En sentir de Beck, y de Pascher y Pohl, la definen como “sincarpo dehiscente” con cuatro especies; la cápsula propiamente dicha, el pixidio, opecarpo y saccelo. La cápsula propiamente dicha se abre longitudinalmente y puede proceder de ovario ínfero o súpero, consta de 2 a 18 carpelo, estos pueden ser abiertos o serrados, de lo cual la cápsula restante será unilocular o plurilocular. Aun siendo longitudinal la dehiscencia de las cápsulas propiamente dichas, varia también mucho según ellas.
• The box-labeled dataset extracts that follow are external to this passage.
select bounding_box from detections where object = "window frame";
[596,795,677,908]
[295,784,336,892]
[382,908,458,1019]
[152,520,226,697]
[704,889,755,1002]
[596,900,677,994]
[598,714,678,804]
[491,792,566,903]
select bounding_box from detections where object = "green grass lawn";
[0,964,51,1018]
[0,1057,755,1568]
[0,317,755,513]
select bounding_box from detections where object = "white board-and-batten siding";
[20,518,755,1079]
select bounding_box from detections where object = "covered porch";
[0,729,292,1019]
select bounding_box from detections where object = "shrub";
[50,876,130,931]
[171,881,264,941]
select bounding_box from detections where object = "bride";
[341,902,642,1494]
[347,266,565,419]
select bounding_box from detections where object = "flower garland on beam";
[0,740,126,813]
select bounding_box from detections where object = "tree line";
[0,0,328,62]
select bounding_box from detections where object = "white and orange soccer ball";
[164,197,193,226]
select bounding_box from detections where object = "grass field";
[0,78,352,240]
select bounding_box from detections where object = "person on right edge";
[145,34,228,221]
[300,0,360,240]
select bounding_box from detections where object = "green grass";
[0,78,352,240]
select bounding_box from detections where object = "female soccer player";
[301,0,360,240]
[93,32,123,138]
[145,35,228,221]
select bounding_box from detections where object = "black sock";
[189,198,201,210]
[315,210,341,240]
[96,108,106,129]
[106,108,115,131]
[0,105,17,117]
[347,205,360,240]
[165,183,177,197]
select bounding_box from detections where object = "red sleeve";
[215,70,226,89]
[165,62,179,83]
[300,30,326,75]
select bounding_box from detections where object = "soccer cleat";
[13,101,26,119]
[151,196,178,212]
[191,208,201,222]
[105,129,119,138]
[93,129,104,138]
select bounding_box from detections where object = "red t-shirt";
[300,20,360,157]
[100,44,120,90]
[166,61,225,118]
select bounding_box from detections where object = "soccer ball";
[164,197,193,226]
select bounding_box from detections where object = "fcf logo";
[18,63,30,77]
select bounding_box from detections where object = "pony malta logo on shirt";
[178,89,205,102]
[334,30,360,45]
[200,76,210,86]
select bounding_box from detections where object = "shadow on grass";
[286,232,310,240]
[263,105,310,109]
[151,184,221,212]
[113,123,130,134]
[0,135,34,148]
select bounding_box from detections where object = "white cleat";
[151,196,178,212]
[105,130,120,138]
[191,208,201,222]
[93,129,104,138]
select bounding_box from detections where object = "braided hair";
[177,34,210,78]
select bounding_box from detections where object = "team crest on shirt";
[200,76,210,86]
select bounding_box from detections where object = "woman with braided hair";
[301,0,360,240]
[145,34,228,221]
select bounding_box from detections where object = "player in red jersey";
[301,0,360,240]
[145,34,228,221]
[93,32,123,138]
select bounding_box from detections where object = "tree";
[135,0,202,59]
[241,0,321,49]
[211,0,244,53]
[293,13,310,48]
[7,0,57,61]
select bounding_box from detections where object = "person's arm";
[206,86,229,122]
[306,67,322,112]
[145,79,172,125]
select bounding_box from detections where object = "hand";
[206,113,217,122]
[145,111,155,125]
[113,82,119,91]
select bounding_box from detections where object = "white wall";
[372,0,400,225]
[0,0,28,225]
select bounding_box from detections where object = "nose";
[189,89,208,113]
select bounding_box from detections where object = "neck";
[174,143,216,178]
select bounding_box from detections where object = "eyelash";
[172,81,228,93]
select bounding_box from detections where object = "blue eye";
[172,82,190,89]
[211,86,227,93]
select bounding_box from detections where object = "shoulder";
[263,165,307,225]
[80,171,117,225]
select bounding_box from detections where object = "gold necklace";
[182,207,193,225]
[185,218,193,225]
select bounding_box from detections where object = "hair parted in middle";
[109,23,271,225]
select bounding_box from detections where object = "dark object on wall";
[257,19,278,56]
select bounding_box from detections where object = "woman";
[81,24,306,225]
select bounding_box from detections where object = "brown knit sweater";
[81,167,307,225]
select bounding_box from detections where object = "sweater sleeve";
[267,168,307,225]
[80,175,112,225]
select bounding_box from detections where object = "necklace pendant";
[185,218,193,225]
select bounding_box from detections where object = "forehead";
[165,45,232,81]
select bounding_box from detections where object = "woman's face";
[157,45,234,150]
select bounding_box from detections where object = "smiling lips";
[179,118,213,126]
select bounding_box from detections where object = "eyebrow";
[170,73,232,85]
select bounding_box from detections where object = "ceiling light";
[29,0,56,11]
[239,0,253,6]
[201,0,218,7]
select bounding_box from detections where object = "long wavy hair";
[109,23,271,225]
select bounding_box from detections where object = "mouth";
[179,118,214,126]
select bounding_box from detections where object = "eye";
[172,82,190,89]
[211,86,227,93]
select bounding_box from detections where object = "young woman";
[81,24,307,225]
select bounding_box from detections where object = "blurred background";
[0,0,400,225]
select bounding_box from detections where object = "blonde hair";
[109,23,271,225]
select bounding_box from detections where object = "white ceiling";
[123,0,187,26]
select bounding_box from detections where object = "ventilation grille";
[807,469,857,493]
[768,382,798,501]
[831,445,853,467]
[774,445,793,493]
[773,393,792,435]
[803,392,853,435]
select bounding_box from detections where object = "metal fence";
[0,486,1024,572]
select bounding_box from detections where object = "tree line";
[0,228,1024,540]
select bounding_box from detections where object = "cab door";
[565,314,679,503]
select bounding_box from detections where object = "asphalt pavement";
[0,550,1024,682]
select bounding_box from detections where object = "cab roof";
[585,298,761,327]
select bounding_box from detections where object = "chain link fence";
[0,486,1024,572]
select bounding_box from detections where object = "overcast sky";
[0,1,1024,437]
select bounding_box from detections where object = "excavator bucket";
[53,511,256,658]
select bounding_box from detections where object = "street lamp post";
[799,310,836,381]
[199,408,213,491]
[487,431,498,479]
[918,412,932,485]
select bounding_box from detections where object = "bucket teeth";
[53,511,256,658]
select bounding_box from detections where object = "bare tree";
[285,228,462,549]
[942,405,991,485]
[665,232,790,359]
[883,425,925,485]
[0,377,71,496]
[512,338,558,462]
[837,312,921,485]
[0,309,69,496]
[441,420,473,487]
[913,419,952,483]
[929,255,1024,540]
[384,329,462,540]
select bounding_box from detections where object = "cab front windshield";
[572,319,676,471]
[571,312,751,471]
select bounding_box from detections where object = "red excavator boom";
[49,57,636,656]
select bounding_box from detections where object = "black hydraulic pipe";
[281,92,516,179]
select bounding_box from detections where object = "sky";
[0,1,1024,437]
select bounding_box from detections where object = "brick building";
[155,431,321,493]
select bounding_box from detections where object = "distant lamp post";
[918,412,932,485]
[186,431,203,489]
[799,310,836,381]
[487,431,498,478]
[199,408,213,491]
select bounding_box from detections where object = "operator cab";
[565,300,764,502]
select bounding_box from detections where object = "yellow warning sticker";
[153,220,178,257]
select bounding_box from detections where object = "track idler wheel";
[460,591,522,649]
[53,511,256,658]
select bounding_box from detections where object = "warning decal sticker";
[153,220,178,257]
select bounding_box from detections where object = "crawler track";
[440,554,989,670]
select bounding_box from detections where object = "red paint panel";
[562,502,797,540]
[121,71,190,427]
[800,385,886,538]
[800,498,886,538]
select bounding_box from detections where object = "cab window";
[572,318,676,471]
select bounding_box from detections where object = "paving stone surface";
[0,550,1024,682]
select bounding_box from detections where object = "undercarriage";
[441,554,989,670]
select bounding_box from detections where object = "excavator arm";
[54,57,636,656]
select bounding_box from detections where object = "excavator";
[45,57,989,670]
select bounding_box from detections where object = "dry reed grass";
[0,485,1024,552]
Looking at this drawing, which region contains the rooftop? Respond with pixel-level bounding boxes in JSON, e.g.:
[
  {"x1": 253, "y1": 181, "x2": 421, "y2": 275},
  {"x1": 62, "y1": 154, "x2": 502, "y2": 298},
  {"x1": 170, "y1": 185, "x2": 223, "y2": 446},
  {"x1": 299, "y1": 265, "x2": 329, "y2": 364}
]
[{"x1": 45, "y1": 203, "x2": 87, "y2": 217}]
Las fisuras pueden iniciarse en al ápice del fruto o en su base, y avanzar en uno y otro caso en mayor o menor grado; en las cariofiláceas ocurre con frecuencia que esas fisuras que dan localizadas en el extremo de la cápsula, de lo cual resulta que ésta no se abra totalmente, sino sólo en el ápice, en tantos lóbulos cuantos son los carpelos integrantes o en número doble de éstos. Siendo así, dicho lóbulo se llama diente. Si las fisuras son más profundas, pueden llegar hasta la base del fruto o hasta cerca de ella, se llaman valva. Según la manera de abrirse, la cápsula ofrece también variantes.
En sentir de Lázaro Ibiza, propone que se aplique el nombre de cápsula exclusivamente a la que procede se un ovario de carpelos abiertos (o cerrados, si por resorción de los tabiques resulta unilocular), reservando para las demás el nombre de caja (Mem. Real Soc. Esp. H. N., tomo del 50).
También se ha llamado cápsula al esporangio de los helechos (F. Q.). En los briófitos llamada también urna, del órgano que encierra las esporas de cuya forma sumamente rica, de ella toma solida base la caracterización de los diversos grupos de estas plantas. En algología, cubierta que rodea la membrana en muchas algas unicelulares, especialmente cianofíceas. En Gleocapsa y otros géneros, la cápsula está formada por varios estratos, incoloro o tenido, encajados unos dentro de otros. Cistocarpo (R. M.). En los bacterios, capa mucilaginosa que rodea la célula, aplicada a la parte ecterna de la membrana celular.